Doch die Stadtregierung hat die Probleme lieber klandestin behandelt, wie sie es immer tut, um nicht die Erzählung der besten Verwaltung der Welt zu stören. Bis es nicht mehr ging und der Bund per sofort die Milliarden lockermachen sollte. Dass ÖVP, Grüne und FPÖ diese Auflage fast schon genüsslich verwerteten und die Stadt-SPÖ seit Tagen vor sich hertreiben, ist politstrategisch verständlich, wenngleich in Krisenzeiten heikel. Ein Rathaus-Sprecher beschwerte sich auch auf Twitter darüber, dass "jedes Thema verparteipolitisiert" werde und "nicht immer alles gleich ein Mega-Skandal oder unerhört und das Letzte" sei. Das ist grundsätzlich nicht falsch, aber worin besteht in Rhetorik und Taktik der Unterschied zur SPÖ, die von der Bundesregierung seit Monaten nur mehr als Sicherheitsrisiko oder gar als Gefahr für Land und Leute spricht, ob Covid oder Inflation.

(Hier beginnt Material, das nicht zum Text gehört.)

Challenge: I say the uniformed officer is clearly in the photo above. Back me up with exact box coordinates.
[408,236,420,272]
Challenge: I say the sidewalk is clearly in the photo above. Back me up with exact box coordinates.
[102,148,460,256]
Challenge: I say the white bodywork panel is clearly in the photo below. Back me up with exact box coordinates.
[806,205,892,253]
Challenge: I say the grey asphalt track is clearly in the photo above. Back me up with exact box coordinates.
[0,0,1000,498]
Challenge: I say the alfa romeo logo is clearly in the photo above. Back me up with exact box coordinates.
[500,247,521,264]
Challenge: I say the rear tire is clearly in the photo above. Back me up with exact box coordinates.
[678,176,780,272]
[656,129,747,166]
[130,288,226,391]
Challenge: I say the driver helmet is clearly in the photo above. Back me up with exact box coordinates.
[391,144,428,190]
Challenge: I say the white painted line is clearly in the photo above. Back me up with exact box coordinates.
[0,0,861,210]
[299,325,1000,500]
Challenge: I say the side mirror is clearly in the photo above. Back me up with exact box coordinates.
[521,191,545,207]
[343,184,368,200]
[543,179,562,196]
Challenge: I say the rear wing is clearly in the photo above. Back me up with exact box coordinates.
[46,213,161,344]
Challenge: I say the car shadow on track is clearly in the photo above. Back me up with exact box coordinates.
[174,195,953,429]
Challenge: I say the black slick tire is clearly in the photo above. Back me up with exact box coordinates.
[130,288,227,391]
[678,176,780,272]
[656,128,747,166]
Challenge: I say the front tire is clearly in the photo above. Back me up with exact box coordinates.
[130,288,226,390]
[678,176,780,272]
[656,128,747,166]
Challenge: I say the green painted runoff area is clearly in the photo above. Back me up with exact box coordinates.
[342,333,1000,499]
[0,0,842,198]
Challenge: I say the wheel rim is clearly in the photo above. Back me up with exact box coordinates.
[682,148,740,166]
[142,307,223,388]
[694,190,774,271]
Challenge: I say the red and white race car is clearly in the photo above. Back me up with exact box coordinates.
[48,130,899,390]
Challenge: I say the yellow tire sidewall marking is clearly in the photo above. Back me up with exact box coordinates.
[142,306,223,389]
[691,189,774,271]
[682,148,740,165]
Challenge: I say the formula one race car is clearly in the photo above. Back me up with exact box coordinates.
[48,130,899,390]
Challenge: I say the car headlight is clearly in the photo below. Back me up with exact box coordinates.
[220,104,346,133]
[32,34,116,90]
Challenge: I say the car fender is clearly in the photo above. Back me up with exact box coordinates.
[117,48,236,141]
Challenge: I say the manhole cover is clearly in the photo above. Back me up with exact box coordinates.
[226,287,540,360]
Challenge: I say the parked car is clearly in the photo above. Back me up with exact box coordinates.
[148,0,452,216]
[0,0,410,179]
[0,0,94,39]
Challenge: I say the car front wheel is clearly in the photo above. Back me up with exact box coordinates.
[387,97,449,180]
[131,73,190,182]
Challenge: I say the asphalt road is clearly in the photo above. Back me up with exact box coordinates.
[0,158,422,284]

Als 2008 die Finanzkrise ausbrach, war das noch anders. Der Streit der großen Koalition pausierte, und sogar bei Covid gab es zu Beginn einen Schulterschluss aller Parteien. Dieses Zusammenwirken macht ein Land resilient. Die Art, wie nun aus einem offenbar lösbaren Problem eines Versorgers ein solcher Orkan wird, zeigt, dass die Resilienz geringer geworden ist. Selbst in der Krise regieren Misstrauen, Rivalität und Revanchegelüste. Wer aber die Schuldigen dafür nur auf der anderen Seite ausmacht, ist Teil dieser Entwicklung.